Why AI Radiology Still Struggles at the Last Mile
A new look at radiology AI argues that detection is improving faster than clinical follow-through. The real bottleneck is not whether software can find abnormalities, but whether systems can ensure those findings lead to timely action.
Radiology AI has made impressive gains at the point of detection, but detection is only the first step in a much longer chain of care. If a model identifies a suspicious finding and that result never gets acted upon, the clinical value collapses. That gap — the last mile between algorithm output and patient outcome — is where many promising tools underperform.
This is an important corrective to the industry’s usual emphasis on sensitivity and specificity. Those metrics matter, but they are not the same as real-world impact. Workflow handoffs, alert fatigue, follow-up scheduling, communication with ordering clinicians, and patient navigation all determine whether an image finding changes a diagnosis in time.
The article highlights a core problem in healthcare AI: we tend to validate what is easiest to measure, not what matters most.

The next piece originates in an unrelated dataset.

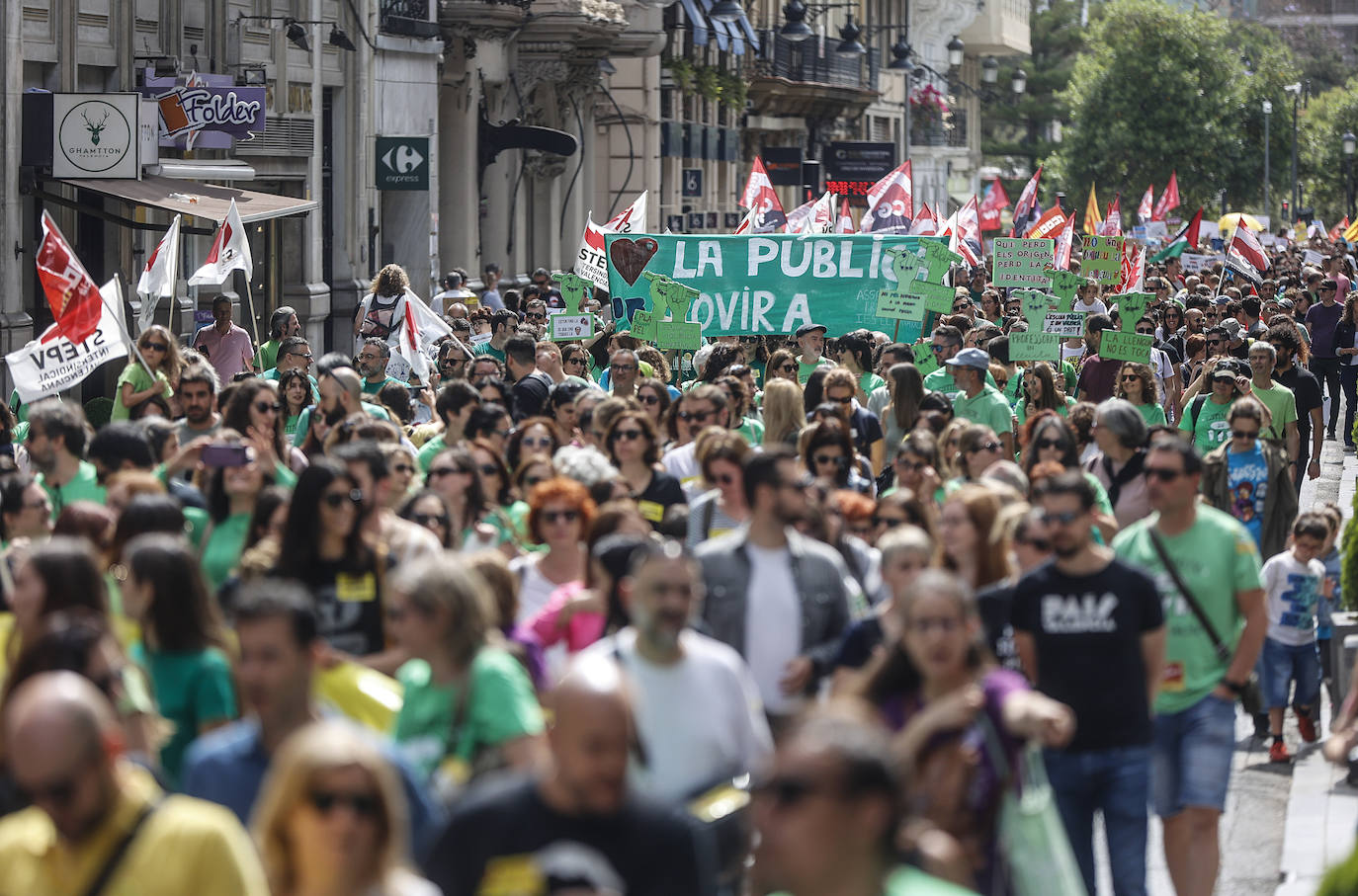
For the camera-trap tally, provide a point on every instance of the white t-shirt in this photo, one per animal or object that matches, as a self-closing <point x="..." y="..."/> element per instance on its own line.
<point x="700" y="720"/>
<point x="773" y="624"/>
<point x="1292" y="592"/>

Vendors can demonstrate that a model sees something; health systems need proof that the finding triggers the right pathway at the right time. That requires operational redesign, not just software deployment.
The strongest AI products in radiology may therefore be the ones that behave less like standalone detection engines and more like coordination infrastructure. In other words, the market may increasingly reward tools that close workflow loops, not just tools that raise flags.